Ces derniers mois ont vu le retour en politique des références à la social-démocratie. Sa signification a cependant sensiblement évolué depuis la seconde moitié du XIXe siècle. Née d’une indignation face à l’ordre social, la social-démocratie s’est inscrite dans le dernier tiers du XXe siècle au rang des gestionnaires de la mondialisation capitaliste.
A mesure que nombre de partis socialistes revendiquaient leur capacité à intégrer les contraintes budgétaires de l’Etat et à exercer durablement le pouvoir, la référence à la social-démocratie s’est moins située sur un plan doctrinal que stratégique. Ainsi se réduit-elle souvent aujourd’hui à invoquer une « gauche de gouvernement » face à une gauche « de rupture », décrite comme sectaire et dangereuse – quitte à faire abstraction de ses propres inclinations néolibérales.
Le retour de cette référence a cependant le mérite de faire remarquer une absence : alors que les partis sociaux-démocrates ont historiquement été une émanation du mouvement ouvrier et que souvent les syndicats et les mouvements sociaux en ont été des alliés objectifs, la question des rapports de la gauche à la société et des formes d’organisation pour les permettre n’est que rarement posée.
Des partis repliés sur eux-mêmes
« France des bourgs » contre « France des tours », dialogue avec le nouveau gouvernement ou censure, destitution d’Emmanuel Macron… la rentrée politique n’a pas été avare, à gauche, de débats stratégiques. Cette même gauche se révèle cependant moins diserte quant à ses propres formes d’organisation. De même, si l’appel incantatoire à « produire des idées » est une figure rituelle du commentaire politique, la capacité des partis à faire vivre ces idées, à les capter ou à les porter est peu interrogée. Il est admis que les partis se chargent de faire apparaître aux groupes sociaux leurs intérêts communs. Cependant, la question relative au moyen de s’adresser à ces groupes – de se rendre visible à eux, de les concerner et de leur témoigner de ce qu’un engagement de gauche peut signifier – paraît tristement secondaire.

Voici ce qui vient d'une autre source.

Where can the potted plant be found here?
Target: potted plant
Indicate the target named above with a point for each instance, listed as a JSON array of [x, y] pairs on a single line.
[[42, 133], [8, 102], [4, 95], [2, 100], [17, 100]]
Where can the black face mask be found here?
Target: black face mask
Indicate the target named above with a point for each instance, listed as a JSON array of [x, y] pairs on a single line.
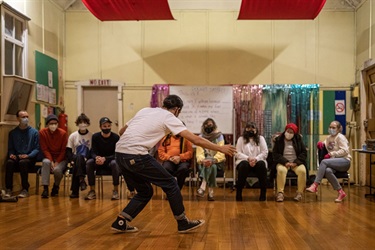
[[208, 130], [106, 131], [249, 134]]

Pourtant, en politique les questions sont souvent plus importantes que les réponses. Or, les travaux de science politique s’accordent pour donner une image guère reluisante des partis, à laquelle la gauche n’échappe pas. Ils inspirent une forte défiance dans l’opinion et sont décrits comme des entre-soi professionnalisés et repliés sur eux-mêmes, où se côtoient élus, collaborateurs d’élus et aspirants à l’élection, selon des normes qui leur sont propres.